Blake made a noise in her throat, low and unhappy. "I feel the same. I, I don't know. Used to love someone too not very long ago." She made a pained expression. "I know how it can hurt. I'm not really interested in poking at those wounds before they've even scarred over. The heart wound, I mean. In a way, it's just good to have, you know, just a friend you can rely on. Haven't really had many of those before who weren't trying to get into my pants."
Shamrock snorted. "Most people get intimidated thinking about what's in mine. Hard to maintain a relationship when you're not even sure you're attracted to the other person a hundred percent of the time."
Blake gave a kind of sideways smile. "Find someone who loves you for you?"
"You and I both know romance starts physically," she said with a sigh, her body morphing until he looked a bit more gruff and masculine under his burgundy suit.
"Yeah," Jaune said, sipping at his water. "I guess no love story ever began with the words 'Damn, androgynous individual, I sure do appreciate your personality'."
Shamrock threw his chopsticks at Jaune, laughing this laugh that had just a smidgen of real humor to it. "Shut up, dude. You suck."
He held up his hands to deflect. "I suck so hard that one time my dad was the one who swallowed."
"Gross!" Blake said with a chuckle, punching her partner right in the ribs.
The mood of the conversation was difficult to understand. It was as if everybody but Weiss just revealed something about themselves. Weiss looked down, feeling the weight of the conversation on her shoulders. They had just been having a normal chit chat, and then somehow it had come to this. She had expected this to somehow turn things super awkward and worse than it was when it was silent. Instead, everyone was just giving each other crap over it. They had bared their souls, and no one had taken it seriously from anybody else.
"I, uh," she said, and floundered. "I guess I once had a crush on some boy but then that was it. Pretty tragic, huh?"
Suddenly Blake laughed. "Oh my God, Weiss, you sure do know how to ruin a conversation."
"What?!" Weiss protested. "What did I do?"
"You got us on to some sad story and that's the best you can come up with?" Jaune asked, handing Shamrock a fresh pair of chopsticks in a little paper sheath.

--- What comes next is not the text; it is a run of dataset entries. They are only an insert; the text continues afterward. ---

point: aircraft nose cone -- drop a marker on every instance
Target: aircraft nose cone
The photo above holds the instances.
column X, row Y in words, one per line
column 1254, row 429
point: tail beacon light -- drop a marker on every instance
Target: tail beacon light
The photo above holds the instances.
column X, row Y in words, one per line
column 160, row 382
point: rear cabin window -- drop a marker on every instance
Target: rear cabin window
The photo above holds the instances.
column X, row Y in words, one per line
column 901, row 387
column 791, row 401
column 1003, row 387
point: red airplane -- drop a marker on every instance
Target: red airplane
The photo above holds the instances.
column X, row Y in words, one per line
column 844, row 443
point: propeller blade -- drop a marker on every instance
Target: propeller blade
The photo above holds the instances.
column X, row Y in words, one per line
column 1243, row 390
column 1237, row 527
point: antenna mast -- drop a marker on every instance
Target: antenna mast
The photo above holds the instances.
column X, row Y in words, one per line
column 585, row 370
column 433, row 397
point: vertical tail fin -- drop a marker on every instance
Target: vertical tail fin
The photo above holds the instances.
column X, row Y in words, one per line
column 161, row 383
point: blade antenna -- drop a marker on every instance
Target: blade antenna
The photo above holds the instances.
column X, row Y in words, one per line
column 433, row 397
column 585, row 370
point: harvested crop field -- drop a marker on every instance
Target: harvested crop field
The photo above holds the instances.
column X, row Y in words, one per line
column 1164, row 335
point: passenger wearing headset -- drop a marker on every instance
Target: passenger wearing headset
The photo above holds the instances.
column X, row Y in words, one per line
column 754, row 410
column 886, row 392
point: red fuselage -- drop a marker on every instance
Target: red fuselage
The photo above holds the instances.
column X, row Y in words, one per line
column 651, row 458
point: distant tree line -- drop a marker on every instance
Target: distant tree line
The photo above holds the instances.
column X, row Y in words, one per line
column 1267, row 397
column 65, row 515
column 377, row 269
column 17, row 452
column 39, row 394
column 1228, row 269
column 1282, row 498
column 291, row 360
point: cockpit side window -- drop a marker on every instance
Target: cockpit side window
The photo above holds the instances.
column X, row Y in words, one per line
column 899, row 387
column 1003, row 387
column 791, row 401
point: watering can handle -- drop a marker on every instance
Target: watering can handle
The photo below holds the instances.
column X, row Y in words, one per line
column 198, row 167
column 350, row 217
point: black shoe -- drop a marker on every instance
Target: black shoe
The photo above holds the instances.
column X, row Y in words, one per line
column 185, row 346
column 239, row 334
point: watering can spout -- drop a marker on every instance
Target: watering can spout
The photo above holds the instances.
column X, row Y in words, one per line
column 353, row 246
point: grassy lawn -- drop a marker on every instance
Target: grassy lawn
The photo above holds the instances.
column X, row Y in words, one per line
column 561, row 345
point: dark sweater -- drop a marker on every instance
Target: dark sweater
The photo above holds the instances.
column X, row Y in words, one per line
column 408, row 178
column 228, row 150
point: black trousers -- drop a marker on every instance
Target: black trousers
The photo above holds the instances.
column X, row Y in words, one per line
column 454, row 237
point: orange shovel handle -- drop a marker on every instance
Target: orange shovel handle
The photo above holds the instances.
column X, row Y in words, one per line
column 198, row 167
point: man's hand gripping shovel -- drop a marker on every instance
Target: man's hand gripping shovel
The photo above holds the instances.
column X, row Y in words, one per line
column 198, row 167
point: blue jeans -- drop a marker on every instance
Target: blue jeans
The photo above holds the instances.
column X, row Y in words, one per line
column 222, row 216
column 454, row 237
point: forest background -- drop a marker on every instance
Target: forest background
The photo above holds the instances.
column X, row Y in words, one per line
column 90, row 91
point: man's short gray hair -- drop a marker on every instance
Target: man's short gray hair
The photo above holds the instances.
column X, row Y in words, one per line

Weiss huffed. "Everyone must have been thinking it, about you and Blake. You go from hating each other one day to suddenly becoming best friends. It's not my fault everyone decided to take that and just become so serious."
Shamrock held up his chopstick packet to his mouth. He blew into it, sending the little tube of paper right into Weiss's eye.
"Ow, what the heck, you jerk!"
Everyone laughed. But it wasn't like they were laughing at her. They were just kind of, and she knew it sounded cliché, but laughing with her. It was hard to make sense of, hard to put words to. But for this weird little moment, it felt like she belonged with these people. The moody Blake, the often unsettling Jaune, and the incredibly confusing Shamrock. They were her team. She didn't really understand them as people, hardly got them at all, but right now, they were all laughing. Even she couldn't help herself, not totally.
It was dumb. It was completely illogical. Incredibly childish.
Weiss was having fun.
And she was finally able to eat again.